Manitoba Writers' Guild
- Formation: August 1981; 44 years ago
- Headquarters: 100 Arthur St, Winnipeg, Manitoba
- Website: mbwriters.ca

= Manitoba Writers' Guild =

The Manitoba Writers' Guild (MWG) is a not-for-profit professional association that represents professional and emerging writers in Manitoba, Canada.

The MWG's primary aim is to promote and advance the art of writing, in all its forms, throughout Manitoba. It formerly had an official publication, a quarterly magazine called WordWrap.

The Guild organizes many events during the year, such as the Manitoba Book Awards (with McNally Robinson booksellers), as well as administering several critique circles, public readings programs, the Sheldon Oberman Mentorship Program, and educational sessions for writers. For many years, they also ran the Patricia Blondal Memorial Writers' Retreat near Gimli, Manitoba, every summer.

The Manitoba Writers' Guild office is in the Artspace Building in the Exchange District in downtown Winnipeg, but in 2018 had to abandon most of its office space due to funding cuts.

== History ==
The guild was inaugurated in August 1981 in Aubigny, Manitoba, as a grassroots organization by and for Manitoba writers. That year, the guild attracted 18 founding members. The MWG was incorporated the following year, on February 11, 1982, as a not-for-profit corporation.

In 1986, when a group of Manitoba literary and visual artists gathered to form Artspace Inc., MWG moved its office into its current location at 100 Arthur Street in Winnipeg’s Exchange District, along with a handful of founding Artspace members. The guild began sharing space in a large area on the second floor with the Manitoba Association of Playwrights, the Canadian Book Information Centre and, eventually, Prairie Fire Press.

In 1991, the MWG researched and produced the first edition of The Writers’ Handbook, a comprehensive resource manual for Manitoba writers.

In 2016, when government funding was withdrawn from MWG, the guild moved to a smaller space on the fifth floor.

The Guild has grown from the 20 members who joined after that first meeting to a peak membership of over 600. In 2025, membership was around 260.

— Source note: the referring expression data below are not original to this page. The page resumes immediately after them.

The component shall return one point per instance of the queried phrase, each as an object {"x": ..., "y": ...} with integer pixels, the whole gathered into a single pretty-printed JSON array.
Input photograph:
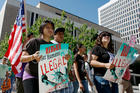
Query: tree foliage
[{"x": 73, "y": 34}]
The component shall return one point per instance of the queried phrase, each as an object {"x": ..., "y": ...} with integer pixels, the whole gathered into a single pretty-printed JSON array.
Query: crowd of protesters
[{"x": 87, "y": 70}]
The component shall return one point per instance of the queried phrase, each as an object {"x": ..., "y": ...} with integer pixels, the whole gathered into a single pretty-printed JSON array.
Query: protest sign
[
  {"x": 125, "y": 56},
  {"x": 3, "y": 69},
  {"x": 53, "y": 67}
]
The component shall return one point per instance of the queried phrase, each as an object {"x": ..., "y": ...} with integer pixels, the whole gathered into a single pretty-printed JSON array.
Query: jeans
[
  {"x": 31, "y": 85},
  {"x": 76, "y": 86},
  {"x": 65, "y": 90},
  {"x": 12, "y": 82},
  {"x": 19, "y": 85},
  {"x": 103, "y": 86}
]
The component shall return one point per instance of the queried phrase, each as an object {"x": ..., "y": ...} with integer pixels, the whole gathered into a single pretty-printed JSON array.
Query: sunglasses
[{"x": 106, "y": 34}]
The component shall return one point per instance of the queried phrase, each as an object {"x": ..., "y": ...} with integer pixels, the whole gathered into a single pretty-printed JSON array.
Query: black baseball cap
[{"x": 59, "y": 30}]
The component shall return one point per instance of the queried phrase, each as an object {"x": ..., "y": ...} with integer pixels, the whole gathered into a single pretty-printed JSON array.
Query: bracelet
[{"x": 32, "y": 57}]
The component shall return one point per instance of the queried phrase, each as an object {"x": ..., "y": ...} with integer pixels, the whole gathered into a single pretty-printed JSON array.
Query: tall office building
[{"x": 122, "y": 16}]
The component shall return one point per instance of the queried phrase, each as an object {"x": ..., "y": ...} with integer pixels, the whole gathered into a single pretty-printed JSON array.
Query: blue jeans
[
  {"x": 65, "y": 90},
  {"x": 12, "y": 82},
  {"x": 76, "y": 86},
  {"x": 103, "y": 85}
]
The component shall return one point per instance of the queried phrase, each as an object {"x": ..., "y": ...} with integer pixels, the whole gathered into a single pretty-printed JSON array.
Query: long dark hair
[
  {"x": 44, "y": 23},
  {"x": 99, "y": 41},
  {"x": 76, "y": 49}
]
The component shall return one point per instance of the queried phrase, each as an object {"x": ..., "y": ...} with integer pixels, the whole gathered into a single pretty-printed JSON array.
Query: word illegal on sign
[
  {"x": 53, "y": 48},
  {"x": 53, "y": 64}
]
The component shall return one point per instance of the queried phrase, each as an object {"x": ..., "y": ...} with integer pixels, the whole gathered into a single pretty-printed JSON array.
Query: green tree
[{"x": 84, "y": 34}]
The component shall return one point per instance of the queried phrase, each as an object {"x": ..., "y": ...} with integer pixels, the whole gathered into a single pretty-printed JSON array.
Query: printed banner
[
  {"x": 3, "y": 69},
  {"x": 53, "y": 67},
  {"x": 126, "y": 55}
]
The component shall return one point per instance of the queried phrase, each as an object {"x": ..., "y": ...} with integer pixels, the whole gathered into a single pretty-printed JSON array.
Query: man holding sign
[
  {"x": 101, "y": 54},
  {"x": 31, "y": 55}
]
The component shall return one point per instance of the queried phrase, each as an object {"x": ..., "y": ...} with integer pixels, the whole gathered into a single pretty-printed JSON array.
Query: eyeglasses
[
  {"x": 49, "y": 28},
  {"x": 106, "y": 34}
]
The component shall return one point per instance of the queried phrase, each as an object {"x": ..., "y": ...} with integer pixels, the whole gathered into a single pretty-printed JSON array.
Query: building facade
[{"x": 122, "y": 16}]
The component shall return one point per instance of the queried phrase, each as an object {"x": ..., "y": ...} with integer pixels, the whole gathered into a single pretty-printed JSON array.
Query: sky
[{"x": 87, "y": 9}]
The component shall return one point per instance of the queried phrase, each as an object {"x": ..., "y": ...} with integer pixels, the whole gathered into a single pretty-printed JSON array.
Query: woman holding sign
[
  {"x": 80, "y": 71},
  {"x": 31, "y": 56},
  {"x": 101, "y": 55}
]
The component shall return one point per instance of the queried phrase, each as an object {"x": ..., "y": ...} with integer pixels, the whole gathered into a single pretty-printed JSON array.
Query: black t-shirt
[
  {"x": 31, "y": 47},
  {"x": 103, "y": 57},
  {"x": 81, "y": 66}
]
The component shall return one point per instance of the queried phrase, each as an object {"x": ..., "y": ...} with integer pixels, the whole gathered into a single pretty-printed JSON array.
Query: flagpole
[{"x": 25, "y": 11}]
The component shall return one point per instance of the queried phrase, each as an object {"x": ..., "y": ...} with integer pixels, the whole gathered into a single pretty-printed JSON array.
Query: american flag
[{"x": 15, "y": 40}]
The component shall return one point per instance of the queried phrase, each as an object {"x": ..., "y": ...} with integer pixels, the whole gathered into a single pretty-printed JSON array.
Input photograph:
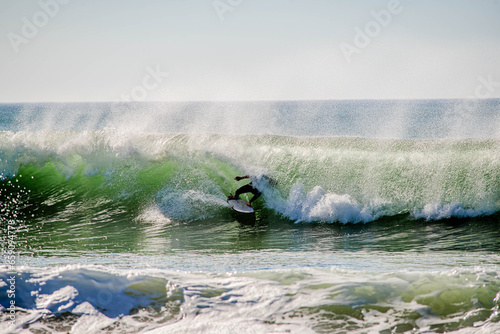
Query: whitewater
[{"x": 385, "y": 217}]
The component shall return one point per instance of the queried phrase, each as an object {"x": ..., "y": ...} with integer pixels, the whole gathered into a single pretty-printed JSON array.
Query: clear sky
[{"x": 177, "y": 50}]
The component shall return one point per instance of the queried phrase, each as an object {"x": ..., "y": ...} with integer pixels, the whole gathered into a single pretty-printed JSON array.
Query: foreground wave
[{"x": 326, "y": 179}]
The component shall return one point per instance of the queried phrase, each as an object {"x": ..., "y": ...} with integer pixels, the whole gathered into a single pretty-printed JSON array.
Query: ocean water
[{"x": 385, "y": 218}]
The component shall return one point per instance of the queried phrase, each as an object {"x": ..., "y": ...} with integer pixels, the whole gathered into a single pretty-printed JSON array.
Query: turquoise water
[{"x": 385, "y": 217}]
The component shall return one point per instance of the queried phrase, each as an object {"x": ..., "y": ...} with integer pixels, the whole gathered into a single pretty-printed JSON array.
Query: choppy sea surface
[{"x": 385, "y": 217}]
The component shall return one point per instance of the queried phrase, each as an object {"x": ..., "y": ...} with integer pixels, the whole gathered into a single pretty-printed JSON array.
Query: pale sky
[{"x": 212, "y": 50}]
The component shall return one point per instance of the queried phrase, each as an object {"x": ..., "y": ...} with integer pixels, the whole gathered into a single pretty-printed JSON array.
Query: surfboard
[{"x": 240, "y": 205}]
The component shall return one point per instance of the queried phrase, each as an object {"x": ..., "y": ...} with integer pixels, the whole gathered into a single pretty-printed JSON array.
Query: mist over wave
[{"x": 397, "y": 119}]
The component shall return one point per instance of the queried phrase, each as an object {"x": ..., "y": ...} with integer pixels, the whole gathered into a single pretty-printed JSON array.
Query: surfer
[{"x": 247, "y": 188}]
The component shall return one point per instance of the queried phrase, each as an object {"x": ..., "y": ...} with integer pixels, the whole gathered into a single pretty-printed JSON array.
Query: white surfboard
[{"x": 240, "y": 205}]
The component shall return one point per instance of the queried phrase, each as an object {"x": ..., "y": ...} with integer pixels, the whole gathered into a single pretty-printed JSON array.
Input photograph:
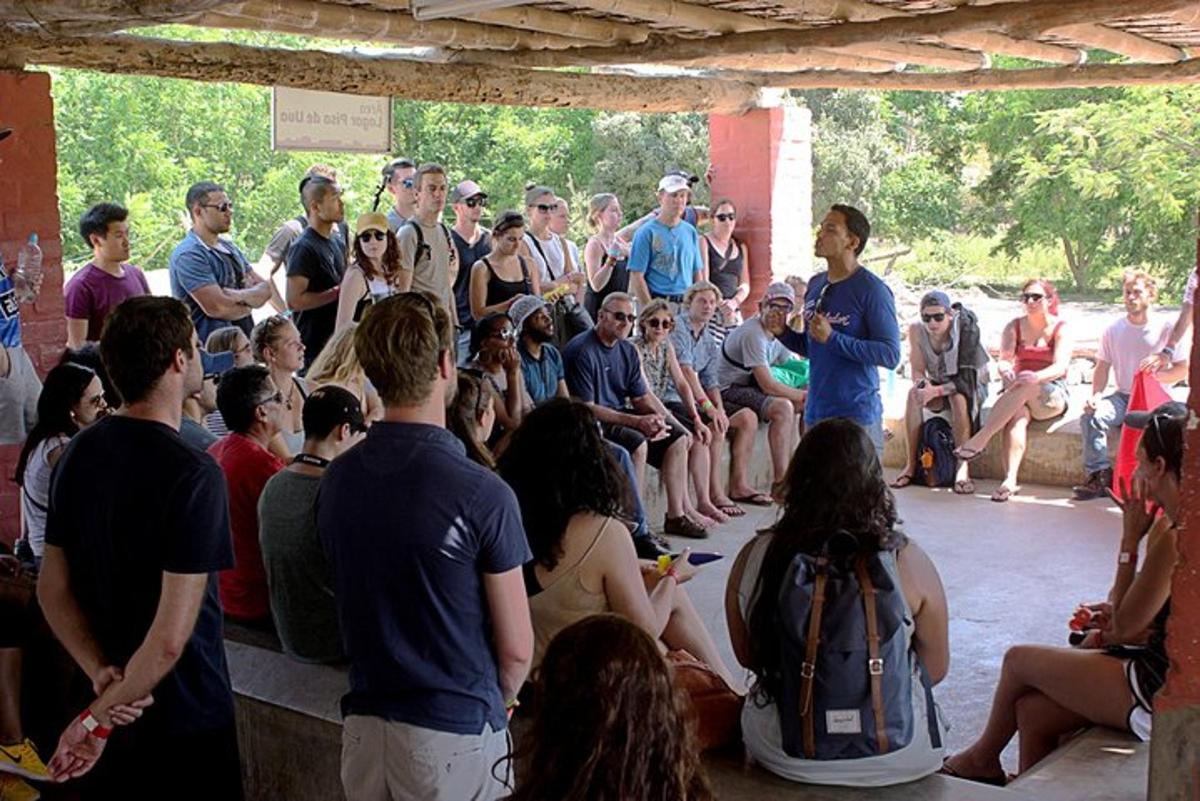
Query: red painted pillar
[
  {"x": 29, "y": 204},
  {"x": 763, "y": 162}
]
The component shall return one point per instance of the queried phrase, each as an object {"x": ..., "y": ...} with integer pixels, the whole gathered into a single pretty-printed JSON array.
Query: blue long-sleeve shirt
[{"x": 844, "y": 377}]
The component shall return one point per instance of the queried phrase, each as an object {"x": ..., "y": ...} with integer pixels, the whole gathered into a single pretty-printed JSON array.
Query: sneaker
[
  {"x": 1096, "y": 486},
  {"x": 651, "y": 546},
  {"x": 13, "y": 789},
  {"x": 683, "y": 527},
  {"x": 22, "y": 759}
]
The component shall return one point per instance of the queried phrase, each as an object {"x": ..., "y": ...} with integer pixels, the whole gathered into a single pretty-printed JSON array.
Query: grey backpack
[{"x": 846, "y": 690}]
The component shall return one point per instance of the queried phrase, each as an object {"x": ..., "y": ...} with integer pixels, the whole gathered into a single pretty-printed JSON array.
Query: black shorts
[{"x": 631, "y": 439}]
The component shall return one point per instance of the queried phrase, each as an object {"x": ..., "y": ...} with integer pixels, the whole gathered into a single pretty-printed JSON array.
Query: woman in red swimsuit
[{"x": 1035, "y": 353}]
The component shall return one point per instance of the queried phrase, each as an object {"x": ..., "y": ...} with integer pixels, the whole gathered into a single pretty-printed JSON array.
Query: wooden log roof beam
[
  {"x": 1113, "y": 40},
  {"x": 1077, "y": 77},
  {"x": 333, "y": 20},
  {"x": 1015, "y": 19},
  {"x": 363, "y": 74}
]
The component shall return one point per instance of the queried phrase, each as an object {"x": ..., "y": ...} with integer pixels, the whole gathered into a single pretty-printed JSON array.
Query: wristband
[{"x": 95, "y": 728}]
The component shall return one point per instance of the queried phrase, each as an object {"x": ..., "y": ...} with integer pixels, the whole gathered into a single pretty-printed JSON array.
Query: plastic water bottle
[{"x": 28, "y": 278}]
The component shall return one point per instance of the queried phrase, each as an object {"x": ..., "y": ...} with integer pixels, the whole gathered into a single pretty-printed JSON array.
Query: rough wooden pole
[
  {"x": 1018, "y": 19},
  {"x": 361, "y": 74}
]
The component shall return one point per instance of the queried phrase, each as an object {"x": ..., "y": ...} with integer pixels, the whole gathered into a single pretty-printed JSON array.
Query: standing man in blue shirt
[
  {"x": 850, "y": 329},
  {"x": 208, "y": 272},
  {"x": 664, "y": 260},
  {"x": 426, "y": 549}
]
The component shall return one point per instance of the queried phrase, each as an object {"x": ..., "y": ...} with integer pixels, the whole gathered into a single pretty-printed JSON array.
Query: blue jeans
[{"x": 1096, "y": 426}]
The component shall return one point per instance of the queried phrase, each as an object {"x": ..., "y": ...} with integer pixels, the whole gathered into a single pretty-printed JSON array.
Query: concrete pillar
[
  {"x": 29, "y": 204},
  {"x": 1175, "y": 747},
  {"x": 763, "y": 162}
]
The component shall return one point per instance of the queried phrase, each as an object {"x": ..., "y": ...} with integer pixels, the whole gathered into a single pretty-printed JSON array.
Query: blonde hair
[
  {"x": 400, "y": 342},
  {"x": 337, "y": 362},
  {"x": 597, "y": 205}
]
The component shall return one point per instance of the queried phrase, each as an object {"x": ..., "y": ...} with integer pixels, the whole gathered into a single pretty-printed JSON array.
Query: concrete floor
[{"x": 1013, "y": 573}]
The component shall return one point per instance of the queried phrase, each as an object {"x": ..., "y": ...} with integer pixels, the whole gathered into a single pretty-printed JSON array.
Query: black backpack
[{"x": 936, "y": 463}]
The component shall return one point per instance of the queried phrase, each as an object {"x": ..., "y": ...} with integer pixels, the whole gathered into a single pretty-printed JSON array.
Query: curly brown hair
[{"x": 609, "y": 723}]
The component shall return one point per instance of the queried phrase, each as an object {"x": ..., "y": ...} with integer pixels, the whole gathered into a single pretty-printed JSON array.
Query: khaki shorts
[{"x": 388, "y": 760}]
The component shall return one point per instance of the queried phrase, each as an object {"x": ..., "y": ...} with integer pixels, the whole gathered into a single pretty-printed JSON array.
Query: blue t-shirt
[
  {"x": 603, "y": 375},
  {"x": 10, "y": 311},
  {"x": 541, "y": 375},
  {"x": 844, "y": 369},
  {"x": 670, "y": 257},
  {"x": 193, "y": 265},
  {"x": 411, "y": 525}
]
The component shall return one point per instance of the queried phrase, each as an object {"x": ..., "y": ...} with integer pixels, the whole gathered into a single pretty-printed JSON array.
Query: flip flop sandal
[{"x": 757, "y": 499}]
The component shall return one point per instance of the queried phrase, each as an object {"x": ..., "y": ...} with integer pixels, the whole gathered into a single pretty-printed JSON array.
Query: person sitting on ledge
[
  {"x": 298, "y": 573},
  {"x": 609, "y": 722},
  {"x": 934, "y": 347},
  {"x": 839, "y": 512},
  {"x": 1045, "y": 692},
  {"x": 1035, "y": 353},
  {"x": 582, "y": 561}
]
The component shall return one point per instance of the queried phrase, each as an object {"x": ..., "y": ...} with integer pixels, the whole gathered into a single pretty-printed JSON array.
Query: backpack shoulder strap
[
  {"x": 875, "y": 663},
  {"x": 809, "y": 667}
]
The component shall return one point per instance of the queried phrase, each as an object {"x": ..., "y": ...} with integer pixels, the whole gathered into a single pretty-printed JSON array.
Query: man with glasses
[
  {"x": 747, "y": 381},
  {"x": 252, "y": 408},
  {"x": 604, "y": 371},
  {"x": 851, "y": 329},
  {"x": 316, "y": 266},
  {"x": 298, "y": 571},
  {"x": 129, "y": 580},
  {"x": 1126, "y": 348},
  {"x": 472, "y": 242},
  {"x": 208, "y": 271},
  {"x": 427, "y": 549},
  {"x": 664, "y": 259}
]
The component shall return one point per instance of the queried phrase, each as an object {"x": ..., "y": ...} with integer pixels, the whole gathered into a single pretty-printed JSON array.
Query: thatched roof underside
[{"x": 628, "y": 54}]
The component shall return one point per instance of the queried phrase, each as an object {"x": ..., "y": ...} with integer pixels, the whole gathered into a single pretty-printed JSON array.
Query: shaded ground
[{"x": 1013, "y": 573}]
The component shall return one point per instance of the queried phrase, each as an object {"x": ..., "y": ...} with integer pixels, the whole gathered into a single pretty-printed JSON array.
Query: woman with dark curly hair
[
  {"x": 609, "y": 723},
  {"x": 570, "y": 491},
  {"x": 837, "y": 505}
]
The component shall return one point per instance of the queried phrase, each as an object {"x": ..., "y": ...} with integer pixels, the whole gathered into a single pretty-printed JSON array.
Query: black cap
[
  {"x": 1139, "y": 420},
  {"x": 328, "y": 408}
]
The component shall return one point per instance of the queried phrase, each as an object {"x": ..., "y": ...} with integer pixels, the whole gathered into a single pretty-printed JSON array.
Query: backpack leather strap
[
  {"x": 809, "y": 667},
  {"x": 875, "y": 663}
]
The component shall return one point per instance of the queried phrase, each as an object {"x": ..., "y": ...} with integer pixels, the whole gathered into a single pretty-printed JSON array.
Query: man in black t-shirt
[
  {"x": 316, "y": 265},
  {"x": 137, "y": 530}
]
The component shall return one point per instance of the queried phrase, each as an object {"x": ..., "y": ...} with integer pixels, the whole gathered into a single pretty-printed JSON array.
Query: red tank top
[{"x": 1033, "y": 357}]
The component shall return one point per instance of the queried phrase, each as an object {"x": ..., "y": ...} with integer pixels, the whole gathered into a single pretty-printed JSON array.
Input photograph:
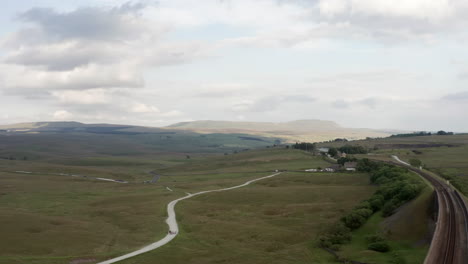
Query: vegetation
[
  {"x": 349, "y": 149},
  {"x": 396, "y": 187}
]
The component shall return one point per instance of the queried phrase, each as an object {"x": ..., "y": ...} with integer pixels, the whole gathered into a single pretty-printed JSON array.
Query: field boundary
[{"x": 172, "y": 221}]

In 2018, the guild had to abandon most of its office space after losing its funding the previous year from both the Manitoba Arts Council and the Winnipeg Arts Council.

== Publications ==

- 1991: The Writers’ Handbook (1st edition)
- 2006: A/Cross Sections: New Manitoba Writing — an anthology of Manitoba writing, including three guild-specific contributions:
  - "A Letter to My Friends Who are There" by Sandra Birdsell, a factual memoir of the Guild’s founding
  - "Bread & Water" by Daria Salamon, a recollection of Sheldon Oberman’s mentorship skills
  - "The Suitcase" by Smaro Kamboureli, a fictional revisiting of the Guild’s early days
- 2023: Beyond Boundaries
- It formerly had an official publication, a quarterly magazine called WordWrap.

== Events and other activities ==
The Guild has organized many events over the years (some of them jointly, with other organizations), including the Sheldon Oberman Mentoship Program, the 24-Hour Freedom to Read Marathon, The Dave Williamson National Short Story Competition, Poetry in Motion and Manitoba Book Week events, Brave New Words: The Manitoba Writing and Publishing Awards (with McNally Robinson booksellers). They also administer the province's public readings program and otherwise offer several educational sessions for writers. As well, they run the Patricia Blondal Memorial Writers' Retreat near Gimli, Manitoba, every summer. It also organizes the Manitoba Book Awards and the Sheldon Oberman Mentorship Program.

In 2023, the guild held its inaugural annual Dave Williamson National Short Story Competition, a writing competition open to submissions from across Canada. The guild also administers the annual Rabindranath Tagore Poetry Competition.